Analyser la production récente de Jocelyn Jean permet de redéfinir les schèmes classificatoires et usuels attachés à ses œuvres pour les déplacer et les repositionner en harmonie avec ses nouvelles séries. Se pose alors le dilemme du comment dire les choses, les objets vus. Du visible au lisible s’installe la diversité des avenues qui vont de l’impression rapide, synthétique, en passant par la voie de la courte distance balisée de plusieurs exemples, ou encore, par l’arrêt sur quelques œuvres. Seul un parcours non chronologique, ouvert et attentif aux déplacements formels et organisationnels, nous paraît engageant.

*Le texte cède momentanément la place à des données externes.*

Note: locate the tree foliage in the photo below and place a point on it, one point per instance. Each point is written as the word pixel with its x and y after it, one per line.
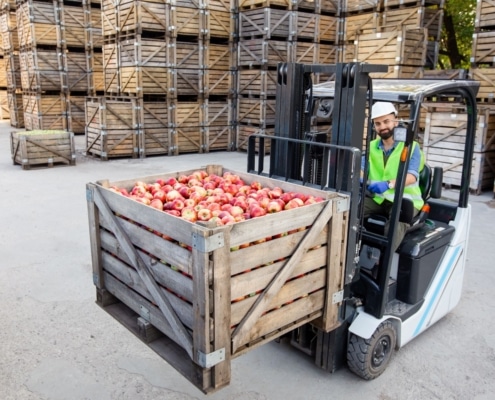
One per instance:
pixel 457 34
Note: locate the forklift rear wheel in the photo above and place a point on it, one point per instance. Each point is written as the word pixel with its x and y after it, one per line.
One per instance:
pixel 368 358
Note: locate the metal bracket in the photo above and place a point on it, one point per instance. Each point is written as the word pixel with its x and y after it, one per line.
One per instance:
pixel 211 359
pixel 207 244
pixel 338 297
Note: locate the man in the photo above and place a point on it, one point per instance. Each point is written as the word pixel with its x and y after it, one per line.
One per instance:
pixel 384 159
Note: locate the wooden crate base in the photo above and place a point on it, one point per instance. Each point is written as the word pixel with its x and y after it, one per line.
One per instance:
pixel 29 150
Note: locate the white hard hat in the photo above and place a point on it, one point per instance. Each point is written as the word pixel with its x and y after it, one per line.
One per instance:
pixel 382 108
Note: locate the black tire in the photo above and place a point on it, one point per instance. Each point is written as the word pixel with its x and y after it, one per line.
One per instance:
pixel 368 358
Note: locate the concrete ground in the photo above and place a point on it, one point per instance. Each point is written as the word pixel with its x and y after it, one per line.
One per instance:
pixel 57 344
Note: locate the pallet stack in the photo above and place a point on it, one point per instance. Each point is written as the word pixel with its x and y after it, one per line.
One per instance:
pixel 170 65
pixel 57 45
pixel 402 34
pixel 278 31
pixel 10 91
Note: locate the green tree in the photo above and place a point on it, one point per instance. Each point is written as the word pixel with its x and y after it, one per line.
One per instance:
pixel 457 34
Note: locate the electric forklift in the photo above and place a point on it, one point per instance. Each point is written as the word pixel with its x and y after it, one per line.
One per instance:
pixel 389 297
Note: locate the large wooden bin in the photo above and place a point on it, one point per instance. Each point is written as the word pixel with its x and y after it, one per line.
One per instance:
pixel 42 148
pixel 198 295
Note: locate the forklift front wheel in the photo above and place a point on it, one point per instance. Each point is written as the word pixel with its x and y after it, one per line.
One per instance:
pixel 368 358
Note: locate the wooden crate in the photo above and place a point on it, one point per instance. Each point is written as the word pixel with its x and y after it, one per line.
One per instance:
pixel 244 131
pixel 485 15
pixel 252 4
pixel 256 111
pixel 407 47
pixel 217 82
pixel 143 66
pixel 46 148
pixel 77 71
pixel 73 26
pixel 306 26
pixel 304 52
pixel 219 138
pixel 262 52
pixel 218 24
pixel 4 105
pixel 143 15
pixel 112 127
pixel 185 21
pixel 360 24
pixel 155 123
pixel 266 23
pixel 38 24
pixel 109 19
pixel 16 110
pixel 206 296
pixel 257 82
pixel 483 52
pixel 412 18
pixel 76 114
pixel 486 77
pixel 187 139
pixel 360 6
pixel 443 145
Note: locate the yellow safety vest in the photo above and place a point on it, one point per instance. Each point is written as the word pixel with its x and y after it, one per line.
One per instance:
pixel 378 171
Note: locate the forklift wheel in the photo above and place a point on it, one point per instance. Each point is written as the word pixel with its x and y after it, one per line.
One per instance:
pixel 368 358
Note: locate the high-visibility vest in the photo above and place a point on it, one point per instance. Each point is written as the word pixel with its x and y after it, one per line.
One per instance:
pixel 378 171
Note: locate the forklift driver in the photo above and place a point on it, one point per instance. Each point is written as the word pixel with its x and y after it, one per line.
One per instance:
pixel 384 157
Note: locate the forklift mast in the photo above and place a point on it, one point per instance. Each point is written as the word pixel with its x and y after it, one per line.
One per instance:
pixel 292 121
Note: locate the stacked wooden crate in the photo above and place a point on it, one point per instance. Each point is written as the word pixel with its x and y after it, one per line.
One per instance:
pixel 444 139
pixel 171 64
pixel 58 42
pixel 271 32
pixel 483 52
pixel 10 93
pixel 392 32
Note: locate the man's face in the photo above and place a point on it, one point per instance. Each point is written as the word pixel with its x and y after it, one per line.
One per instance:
pixel 385 125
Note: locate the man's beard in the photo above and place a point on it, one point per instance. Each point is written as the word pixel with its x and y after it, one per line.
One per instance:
pixel 386 135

Par la mise en place dans l’espace pictural de lignes, de couleurs, de formes, de matériaux aux contrastes tantôt affirmés, tantôt subtils, le peintre cherche toujours à mobiliser la perception, l’intelligence, la sensibilité et l’imagination nécessaires à la compréhension de ses textes visuels qui, à portée de la main, s’offrent au regard des spectateurs. Débute alors un circuit dynamique où des œuvres viennent à notre rencontre et cherchent notre complicité, l’espace d’un tableau, le temps d’une exposition.

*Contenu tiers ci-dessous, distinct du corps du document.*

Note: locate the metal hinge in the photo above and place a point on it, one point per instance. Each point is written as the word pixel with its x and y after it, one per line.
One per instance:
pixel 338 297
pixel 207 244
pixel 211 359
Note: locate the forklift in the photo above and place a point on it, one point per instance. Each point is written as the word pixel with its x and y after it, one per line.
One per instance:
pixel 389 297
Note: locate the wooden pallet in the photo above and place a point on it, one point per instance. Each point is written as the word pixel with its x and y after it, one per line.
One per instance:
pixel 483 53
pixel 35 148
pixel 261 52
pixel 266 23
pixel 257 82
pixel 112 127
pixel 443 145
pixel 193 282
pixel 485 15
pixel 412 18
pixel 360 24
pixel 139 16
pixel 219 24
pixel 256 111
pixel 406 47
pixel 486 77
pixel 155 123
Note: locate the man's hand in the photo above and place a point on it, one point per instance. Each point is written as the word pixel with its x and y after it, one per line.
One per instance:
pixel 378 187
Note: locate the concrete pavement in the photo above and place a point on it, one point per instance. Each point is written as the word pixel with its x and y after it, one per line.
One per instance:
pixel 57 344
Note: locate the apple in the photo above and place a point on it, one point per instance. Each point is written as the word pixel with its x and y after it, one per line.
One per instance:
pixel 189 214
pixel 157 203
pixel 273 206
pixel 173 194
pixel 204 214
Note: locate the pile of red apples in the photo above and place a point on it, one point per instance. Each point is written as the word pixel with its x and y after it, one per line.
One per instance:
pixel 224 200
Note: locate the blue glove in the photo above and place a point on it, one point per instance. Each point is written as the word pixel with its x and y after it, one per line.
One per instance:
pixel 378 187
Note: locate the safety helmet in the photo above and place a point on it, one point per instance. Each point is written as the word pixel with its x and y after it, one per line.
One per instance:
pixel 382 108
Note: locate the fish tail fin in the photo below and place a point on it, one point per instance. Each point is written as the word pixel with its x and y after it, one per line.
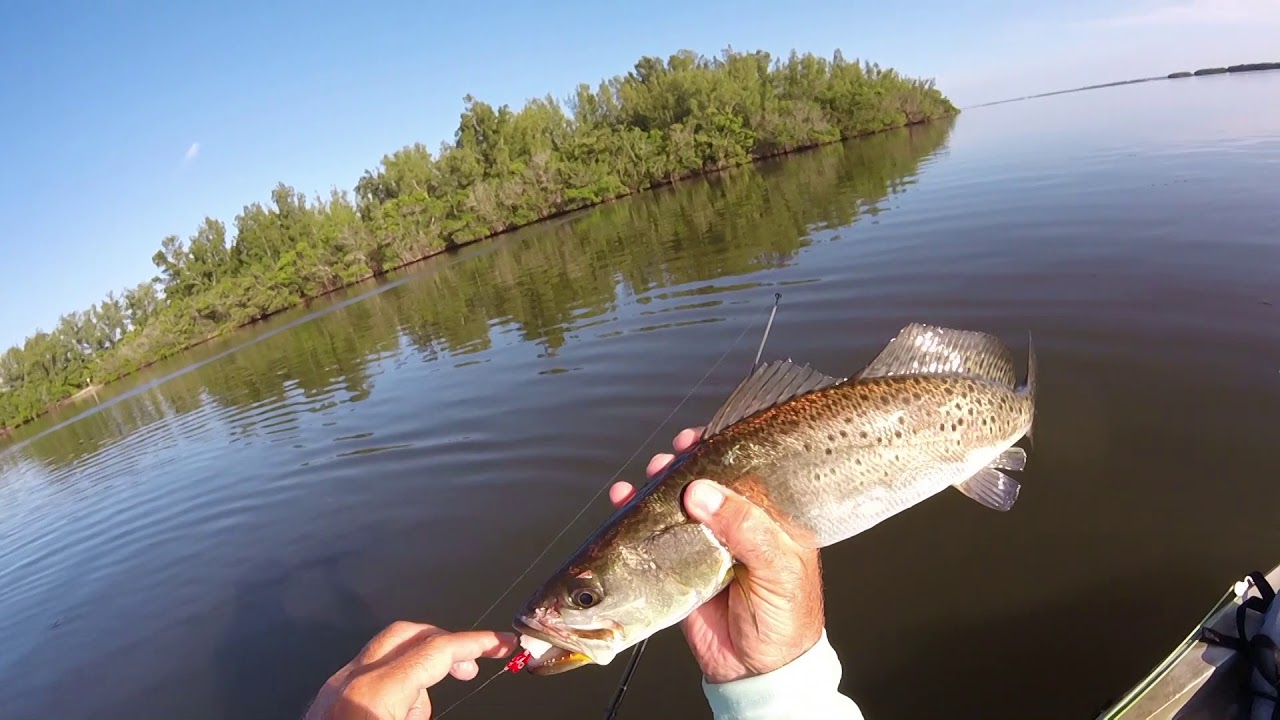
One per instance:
pixel 1029 388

Les expositions qui s’intitulent Apparences et Autres petits indices, donnent à voir, si l’on schématise, des lignes dessinées, des tracés gestuels, des magmas, des formes géométriques, des référents figuratifs qui se déploient avec une plus ou moins grande lisibilité dans/sous une couche picturale grise déposée sur une toile. Dans ces tableaux regroupés sous le nom générique
Apparences, il y a du gris, des nuances entre le blanc et le noir, et aussi des zones gestuelles dessinées, esquissées, brossées, déposées, lancées, essuyées, qu’un seul support horizontal, le plus souvent long, retient, confronte et oppose. Rencontre entre des plans cernés aux arêtes géométriquement formantes et fermantes et des régions ouvertes aux pourtours indéterminés. Des illusions, des fictions de profondeur renvoient à la surface pourtant plane. Des référents suggèrent une trame narrative où les excès par rapport à la planéité s’inscrivent sur des axes obliques, verticaux et horizontaux. Une toile à l’anonymat rompu à coup d’objets divers, de brosses, de rouleaux, peinte à plane paume ou du bout des doigts, comme s’il fallait que devienne de plus en plus directe et évidente, la pulsion de peindre des qualités jusque-là interdites, cachées, enfouies.

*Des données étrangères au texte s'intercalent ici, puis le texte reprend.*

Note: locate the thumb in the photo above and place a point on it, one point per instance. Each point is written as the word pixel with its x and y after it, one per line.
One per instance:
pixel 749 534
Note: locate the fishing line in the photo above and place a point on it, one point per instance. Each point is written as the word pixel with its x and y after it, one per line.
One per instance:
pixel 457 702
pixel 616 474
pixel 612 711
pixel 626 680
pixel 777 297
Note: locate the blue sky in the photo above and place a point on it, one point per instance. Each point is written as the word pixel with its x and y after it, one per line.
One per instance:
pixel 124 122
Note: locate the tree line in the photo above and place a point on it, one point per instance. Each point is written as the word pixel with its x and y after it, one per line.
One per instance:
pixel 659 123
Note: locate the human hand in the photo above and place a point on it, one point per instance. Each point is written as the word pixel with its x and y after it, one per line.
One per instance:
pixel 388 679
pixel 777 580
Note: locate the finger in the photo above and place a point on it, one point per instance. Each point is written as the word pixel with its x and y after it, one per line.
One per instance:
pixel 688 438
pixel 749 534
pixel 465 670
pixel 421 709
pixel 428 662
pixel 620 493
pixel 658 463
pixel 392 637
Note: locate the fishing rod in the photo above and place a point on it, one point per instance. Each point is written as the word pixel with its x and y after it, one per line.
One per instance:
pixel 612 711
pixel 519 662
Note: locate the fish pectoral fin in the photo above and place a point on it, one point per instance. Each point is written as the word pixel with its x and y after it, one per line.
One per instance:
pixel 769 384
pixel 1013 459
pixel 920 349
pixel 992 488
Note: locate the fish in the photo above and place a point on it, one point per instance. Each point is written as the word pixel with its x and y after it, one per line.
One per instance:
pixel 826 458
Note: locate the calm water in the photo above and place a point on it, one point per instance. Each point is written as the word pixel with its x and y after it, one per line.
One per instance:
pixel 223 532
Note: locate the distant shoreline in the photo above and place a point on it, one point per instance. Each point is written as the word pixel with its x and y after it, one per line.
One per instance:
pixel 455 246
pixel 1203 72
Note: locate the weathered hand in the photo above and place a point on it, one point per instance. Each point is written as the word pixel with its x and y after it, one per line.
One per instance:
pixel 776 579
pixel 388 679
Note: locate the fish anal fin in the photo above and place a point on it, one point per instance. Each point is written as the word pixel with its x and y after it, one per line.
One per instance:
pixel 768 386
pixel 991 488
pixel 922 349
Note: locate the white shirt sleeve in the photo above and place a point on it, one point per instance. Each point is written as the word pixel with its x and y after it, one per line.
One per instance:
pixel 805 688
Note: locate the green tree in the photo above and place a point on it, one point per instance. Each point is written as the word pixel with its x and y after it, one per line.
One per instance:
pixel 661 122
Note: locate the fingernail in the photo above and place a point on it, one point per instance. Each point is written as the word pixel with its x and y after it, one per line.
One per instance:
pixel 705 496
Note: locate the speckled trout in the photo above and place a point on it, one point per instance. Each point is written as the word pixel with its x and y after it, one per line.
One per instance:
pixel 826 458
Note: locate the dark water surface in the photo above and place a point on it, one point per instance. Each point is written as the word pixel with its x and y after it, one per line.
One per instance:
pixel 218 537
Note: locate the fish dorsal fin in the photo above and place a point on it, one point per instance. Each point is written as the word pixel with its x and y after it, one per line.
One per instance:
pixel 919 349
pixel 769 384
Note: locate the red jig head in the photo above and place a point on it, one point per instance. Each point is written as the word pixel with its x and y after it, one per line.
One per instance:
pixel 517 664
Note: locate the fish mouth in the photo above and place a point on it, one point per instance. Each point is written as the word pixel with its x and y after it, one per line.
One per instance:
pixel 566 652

Et puis voici que le souvenir installe certaines images d’œuvres, certaines couleurs, certains titres, et aussi, des qualificatifs, des textures, des matières, des matériaux. Un besoin d’ordonner, de tirer au clair, de délimiter les continuités, les errances, les différences, tandis que l’œil saisit le profil d’une figure, celle de la chimère noire, forme brillante découpée sur le fond de la partie droite de Apparences : Les histoires qu’on se conte (ill. p. 16 — l 7) et dont l’hybridité semble une allégorie de la diversité des directions qu’emprunte Jocelyn Jean. Cette chimère tentaculaire renvoie aux formes nettement découpées des séries antérieures, mais aussi au geste brossé au pinceau sur chacune des surfaces colorées des grands tableaux verticaux de 1977. En effet, les pourtours légèrement découpés par les empreintes visibles d’un pinceau, dans la partie supérieure de l’imposante masse noire, se rapprochent de ces traces, celles-là beaucoup plus importantes, laissées sur le support des œuvres exposées au Musée d’art contemporain[3]. Dans les deux cas, les marques gestuelles contrastent avec l’anonymat des autres frontières rectilignes de l’aplat auquel elles appartiennent. Moins mécanique et plus affirmée dans la volonté de transgresser les structures rigides, la performance gestuelle prend dans Apparences : La fin d’une saison (ill. p.28) une liberté lyrique qui se déploie sur toute la surface de cette immense toile au format paysagiste. Ainsi, le geste, dernier élément énuméré parmi ceux qui à l’époque étaient jugés déterminants par le regroupement éphémère dont faisait partie Jocelyn Jean[4], devient expressionniste.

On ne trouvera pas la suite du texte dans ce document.